Second: time scale, anyone? I don't think anyone is arguing mass deportation from the plains. But if they continue their present loss of population over the next century the whole idea becomes more feasible. I was being SEMI- facetious about the Henrys, but they might form a containable test plot, especially for non- desert species. Their bisons stay in.
Third: some worry about the loss of --- African tourism!-- if the plains have lions and elephants. This is plain silly. Africa has a lot more than those two species. And if it loses tourism it may have more to do with AIDS, city crime in places like Nairobi, and despots and kleptocrats like Robert Mugabe than some plan to introduce animals to America. When I went to Zimbabwe in '96 there was plenty of tourism-- not so now.
Finally: just because an idea is conceived on the ranch of an egomaniacal, paranoid, Soviet Union- loving, Catholic- bashing, bad- neighbor- with- bad- fences billionaire like Ted Turner does not make it a bad idea. Really. I know at least one of the authors (Paul Martin) and he is above petty considerations.
See y'all next week.
3 comments:
Can modern elephants survive cold winters in America?

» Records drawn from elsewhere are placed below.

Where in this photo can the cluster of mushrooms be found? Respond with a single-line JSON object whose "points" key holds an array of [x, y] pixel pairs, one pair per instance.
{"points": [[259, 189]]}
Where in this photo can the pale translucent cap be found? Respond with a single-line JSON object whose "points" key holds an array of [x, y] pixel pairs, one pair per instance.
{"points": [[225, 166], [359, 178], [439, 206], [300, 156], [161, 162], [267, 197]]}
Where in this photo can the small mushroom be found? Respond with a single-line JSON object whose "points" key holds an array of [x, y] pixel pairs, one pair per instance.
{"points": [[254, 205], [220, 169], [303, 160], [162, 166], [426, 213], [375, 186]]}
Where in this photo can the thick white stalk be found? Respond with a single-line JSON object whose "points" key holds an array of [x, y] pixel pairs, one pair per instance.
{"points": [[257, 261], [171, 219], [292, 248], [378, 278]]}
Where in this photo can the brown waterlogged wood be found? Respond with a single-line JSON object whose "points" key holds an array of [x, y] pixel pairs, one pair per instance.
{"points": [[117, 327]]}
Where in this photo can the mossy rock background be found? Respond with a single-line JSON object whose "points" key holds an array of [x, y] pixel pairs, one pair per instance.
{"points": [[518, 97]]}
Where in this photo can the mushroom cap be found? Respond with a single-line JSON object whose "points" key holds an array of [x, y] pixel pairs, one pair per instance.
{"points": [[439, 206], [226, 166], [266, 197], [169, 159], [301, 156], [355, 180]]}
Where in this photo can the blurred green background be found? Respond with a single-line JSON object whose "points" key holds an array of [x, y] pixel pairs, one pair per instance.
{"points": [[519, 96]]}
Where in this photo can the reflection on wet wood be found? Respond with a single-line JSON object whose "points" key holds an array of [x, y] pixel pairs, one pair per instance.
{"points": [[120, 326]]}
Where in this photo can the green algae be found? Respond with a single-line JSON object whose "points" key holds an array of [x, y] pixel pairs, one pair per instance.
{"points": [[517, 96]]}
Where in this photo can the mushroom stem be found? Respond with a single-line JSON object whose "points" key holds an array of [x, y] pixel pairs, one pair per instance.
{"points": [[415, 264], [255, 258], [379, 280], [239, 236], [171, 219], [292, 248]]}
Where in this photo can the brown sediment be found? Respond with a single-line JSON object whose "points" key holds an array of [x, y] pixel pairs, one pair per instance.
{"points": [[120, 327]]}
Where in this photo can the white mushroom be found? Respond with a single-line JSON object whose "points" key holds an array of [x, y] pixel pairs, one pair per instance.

Asian elephants could probably take more cold-- they once ranged well up into China.
Than there is the possibility of cloning mammoths, which are closely related to Asian elephants -- not all that far fetched.Here is an essay, by a guy I take very seriously, on how easy it would be to clone a mammoth and some related issues.
Resurrecting Extinct Megafauna
http://www.actionbioscience.org/biotech/agenbroad.html
Rebecca-- on a hundred year time scale it looks less impossible. I think the Chinese may plan that far ahead militarily.
Don't know what she meant by it, -but I once knew a woman in Montana who had a bumper sticker stating "Natural selection starts HERE".
I think this is an excellent idea, but I don't think we should wait a hundred years to get started. Let's start now by reintroducing free-range wolves and cougars in New Jersey and Connecticut. How about coyotes in the Hamptons, and rattlesnakes in Manhattan.